年纪轻轻,竟如此好色。
江别余沉默的走到了榻前,不发一言,只如同要捕捉猎物前的猛虎,沉默而又隐蔽的将视线落在了这个娇里娇气的小少爷身上。
其实时清好色也可以猜测的到。
毕竟在江家时,就算是江立业的屋子里都没有这么多漂亮的女娘,一个个娇嫩似花朵一般,又各个温柔似水,一口一个清哥儿的。
也怪不得之前她们排斥他留在时清身边。
这一屋子的漂亮女娘,突然出来一个男人,她们自然是该不自在的。
江别余正心中说不清是个什么心情的想着,突然听到在床榻上的小少爷啧了一声,接着腿就被踹了一脚。
“你眼睛往哪里看呢。”
男人一时没有反应过来,下意识转身望向时清,只见小少爷的脸上满是不满,望向他的视线里也不像是之前那样喜欢,而是带上了一些嫌弃。
“江别余,你看我屋子里的女娘干什么?”
江别余望着面前时清敌意满满的视线,这才察觉到他可能是误会什么了。
这么护食吗?
只是看几眼,竟这么大的反应。
他心中有着莫名的不悦,好在也知道现在形势不如人,自觉的垂下眸子,隐藏住了那丝不悦。
依旧嘶哑的声音沉沉的“没有。
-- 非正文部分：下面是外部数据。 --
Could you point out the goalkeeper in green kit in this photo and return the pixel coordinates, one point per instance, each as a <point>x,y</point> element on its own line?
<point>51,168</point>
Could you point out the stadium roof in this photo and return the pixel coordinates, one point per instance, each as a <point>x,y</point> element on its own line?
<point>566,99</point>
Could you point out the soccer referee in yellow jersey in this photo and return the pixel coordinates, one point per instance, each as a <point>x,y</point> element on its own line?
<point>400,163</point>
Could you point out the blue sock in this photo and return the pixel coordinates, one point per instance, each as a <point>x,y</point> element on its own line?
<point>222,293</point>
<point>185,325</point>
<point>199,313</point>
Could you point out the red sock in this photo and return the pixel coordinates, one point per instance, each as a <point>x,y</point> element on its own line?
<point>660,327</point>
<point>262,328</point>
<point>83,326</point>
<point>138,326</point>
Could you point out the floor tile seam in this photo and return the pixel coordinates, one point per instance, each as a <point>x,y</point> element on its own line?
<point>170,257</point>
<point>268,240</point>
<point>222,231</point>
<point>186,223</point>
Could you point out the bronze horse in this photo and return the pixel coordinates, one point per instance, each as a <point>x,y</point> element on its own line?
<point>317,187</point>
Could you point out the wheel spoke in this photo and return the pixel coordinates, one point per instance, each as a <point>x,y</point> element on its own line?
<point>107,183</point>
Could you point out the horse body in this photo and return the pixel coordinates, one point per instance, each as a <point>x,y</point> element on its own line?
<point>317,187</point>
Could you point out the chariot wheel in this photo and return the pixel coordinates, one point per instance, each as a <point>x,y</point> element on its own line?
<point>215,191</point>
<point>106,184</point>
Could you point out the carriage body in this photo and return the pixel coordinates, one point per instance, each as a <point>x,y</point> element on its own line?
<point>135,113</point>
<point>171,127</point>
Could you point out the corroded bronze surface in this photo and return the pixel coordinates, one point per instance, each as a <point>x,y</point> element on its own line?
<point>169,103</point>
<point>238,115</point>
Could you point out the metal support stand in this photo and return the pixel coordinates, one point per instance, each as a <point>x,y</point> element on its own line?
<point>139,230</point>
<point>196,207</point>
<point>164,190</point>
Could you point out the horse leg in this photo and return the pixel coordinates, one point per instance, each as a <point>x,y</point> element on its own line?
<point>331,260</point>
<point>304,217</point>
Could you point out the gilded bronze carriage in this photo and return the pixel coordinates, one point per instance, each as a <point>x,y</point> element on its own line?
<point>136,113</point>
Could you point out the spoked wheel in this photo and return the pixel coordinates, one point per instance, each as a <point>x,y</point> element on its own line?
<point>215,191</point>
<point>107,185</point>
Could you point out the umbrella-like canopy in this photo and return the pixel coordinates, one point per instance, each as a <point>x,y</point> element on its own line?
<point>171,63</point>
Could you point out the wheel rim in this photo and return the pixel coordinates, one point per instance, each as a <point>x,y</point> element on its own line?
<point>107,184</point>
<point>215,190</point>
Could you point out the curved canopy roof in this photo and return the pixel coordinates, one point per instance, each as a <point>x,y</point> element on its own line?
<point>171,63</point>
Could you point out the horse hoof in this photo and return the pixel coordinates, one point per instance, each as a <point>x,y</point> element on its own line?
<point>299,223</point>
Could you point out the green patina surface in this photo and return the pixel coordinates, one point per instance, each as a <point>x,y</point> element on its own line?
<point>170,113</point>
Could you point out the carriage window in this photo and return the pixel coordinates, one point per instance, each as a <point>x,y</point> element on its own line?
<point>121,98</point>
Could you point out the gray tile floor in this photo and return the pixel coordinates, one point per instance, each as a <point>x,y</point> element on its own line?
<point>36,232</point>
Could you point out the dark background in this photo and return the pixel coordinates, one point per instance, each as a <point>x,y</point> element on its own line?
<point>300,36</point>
”
“还说没有,你当我这双眼睛是瞎的不成?”
小少爷瞪圆了眼,又是一脚过去。
他力气还是那么小,脚底板还是那么软,江别余用一秒钟的时间想了一下自己应不应该顺势倒下去,好让时清出气。
随后就顺着那力道,摔在了地上,一副被踹到的样子。
江别余的身子本来就高大,虽然吃的不咋地,长得却很不错,一点也不瘦弱,这么一倒地,立刻发出了重重的一声。
——砰!
这声音,够让时清出气了吧。
江别余沉默的回头,却没看到出气的时清。
反而看到小少爷一脸吓呆的表情,捂住了胸口呆了好一会才反应过来,白嫩嫩的脸上,还残留着惊吓。
他撑着胳膊,又去拿脚踹人。
声音还是那么娇娇气气的“你倒那么大声干什么,吓死我了,真是白长的这么好看,竟半点脑子都没有。”
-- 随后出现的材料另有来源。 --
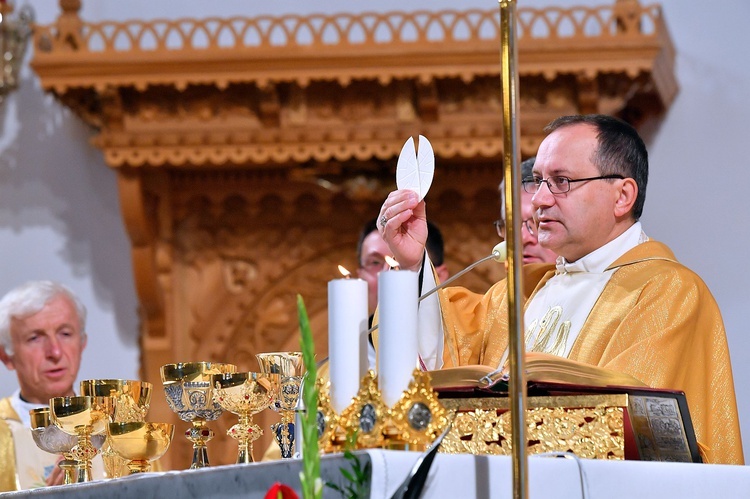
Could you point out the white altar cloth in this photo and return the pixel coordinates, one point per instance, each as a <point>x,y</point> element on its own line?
<point>463,476</point>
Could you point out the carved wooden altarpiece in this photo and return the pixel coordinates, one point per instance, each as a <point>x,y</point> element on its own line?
<point>250,150</point>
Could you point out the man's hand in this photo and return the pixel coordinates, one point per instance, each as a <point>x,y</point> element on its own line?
<point>403,224</point>
<point>57,476</point>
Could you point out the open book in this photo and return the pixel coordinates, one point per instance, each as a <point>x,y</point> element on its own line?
<point>539,367</point>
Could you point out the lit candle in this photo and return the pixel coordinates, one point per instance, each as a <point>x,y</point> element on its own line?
<point>347,338</point>
<point>398,295</point>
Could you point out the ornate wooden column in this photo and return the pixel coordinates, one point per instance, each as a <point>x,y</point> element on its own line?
<point>249,151</point>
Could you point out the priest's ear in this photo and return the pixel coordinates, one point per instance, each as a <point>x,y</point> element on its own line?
<point>7,359</point>
<point>626,194</point>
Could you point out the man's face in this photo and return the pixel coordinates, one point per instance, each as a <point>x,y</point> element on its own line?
<point>47,349</point>
<point>575,223</point>
<point>533,252</point>
<point>374,251</point>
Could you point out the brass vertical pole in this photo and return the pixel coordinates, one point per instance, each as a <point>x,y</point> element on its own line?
<point>512,174</point>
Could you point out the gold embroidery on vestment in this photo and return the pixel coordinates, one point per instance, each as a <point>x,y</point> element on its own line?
<point>550,338</point>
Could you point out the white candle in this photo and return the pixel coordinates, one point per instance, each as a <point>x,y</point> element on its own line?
<point>398,295</point>
<point>347,339</point>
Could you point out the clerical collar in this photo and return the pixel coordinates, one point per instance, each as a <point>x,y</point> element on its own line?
<point>598,260</point>
<point>22,407</point>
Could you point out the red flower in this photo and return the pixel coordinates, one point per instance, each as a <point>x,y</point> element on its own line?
<point>281,491</point>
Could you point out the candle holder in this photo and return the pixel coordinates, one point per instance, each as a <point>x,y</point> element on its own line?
<point>367,415</point>
<point>84,418</point>
<point>412,423</point>
<point>139,443</point>
<point>245,394</point>
<point>190,394</point>
<point>132,400</point>
<point>290,367</point>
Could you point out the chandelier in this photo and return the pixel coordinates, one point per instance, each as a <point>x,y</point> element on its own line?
<point>14,36</point>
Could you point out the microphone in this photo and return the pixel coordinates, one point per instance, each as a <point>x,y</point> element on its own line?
<point>499,254</point>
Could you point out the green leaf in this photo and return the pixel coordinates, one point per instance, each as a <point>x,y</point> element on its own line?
<point>312,486</point>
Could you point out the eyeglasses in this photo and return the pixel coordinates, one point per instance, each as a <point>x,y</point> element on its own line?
<point>558,184</point>
<point>529,223</point>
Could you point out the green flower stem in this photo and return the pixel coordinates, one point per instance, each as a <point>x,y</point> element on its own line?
<point>310,475</point>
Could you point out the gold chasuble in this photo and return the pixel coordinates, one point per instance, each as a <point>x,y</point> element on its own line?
<point>8,480</point>
<point>655,320</point>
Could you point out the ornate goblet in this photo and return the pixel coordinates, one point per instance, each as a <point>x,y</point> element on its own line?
<point>291,369</point>
<point>132,399</point>
<point>245,394</point>
<point>83,417</point>
<point>190,394</point>
<point>52,439</point>
<point>140,443</point>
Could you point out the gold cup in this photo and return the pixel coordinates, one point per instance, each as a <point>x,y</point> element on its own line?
<point>132,399</point>
<point>245,394</point>
<point>291,369</point>
<point>140,443</point>
<point>83,417</point>
<point>189,391</point>
<point>52,439</point>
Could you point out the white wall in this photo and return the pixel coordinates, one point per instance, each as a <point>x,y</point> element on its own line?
<point>59,213</point>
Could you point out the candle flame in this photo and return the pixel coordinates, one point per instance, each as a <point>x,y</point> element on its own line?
<point>392,263</point>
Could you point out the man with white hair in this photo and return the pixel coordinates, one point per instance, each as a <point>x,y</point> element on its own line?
<point>42,337</point>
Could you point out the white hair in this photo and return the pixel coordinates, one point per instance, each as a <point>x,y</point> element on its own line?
<point>30,298</point>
“还不快些起来,挡着谁的路呢你这是,看着生的这么健壮,我不过就是随便踢了一脚就摔了,真是没用。”
他嫌弃又鄙夷的冷哼着,居高临下瞥了一眼江别余,骂人的声调充满了理直气壮,仿佛这样就可以将自己被江别余倒地声音吓到的事情揭过一般。
江别余再次沉默的站了起来,并且在心底默默记下了下次被踢不能倒地这件事。
小少爷还不甘心的又踹了他好几脚出气。
这一次,那嫩嫩的脚底板软软挨到自己时,江别余吃了教训,没再假摔了。
他只沉默站着任由小少爷踢着,耳边是他那傲气的小声调
“我警告你,你别妄想我屋里的人,她们可都是跟着我从江南来的,从小都服侍我,我都舍不得让她们干重活,各个养的那是貌美如花,日后都是要找个正经好人家嫁了做正头娘子的,你自己都是个要签卖身契的,饭都吃不饱,竟还妄想我屋里的人。”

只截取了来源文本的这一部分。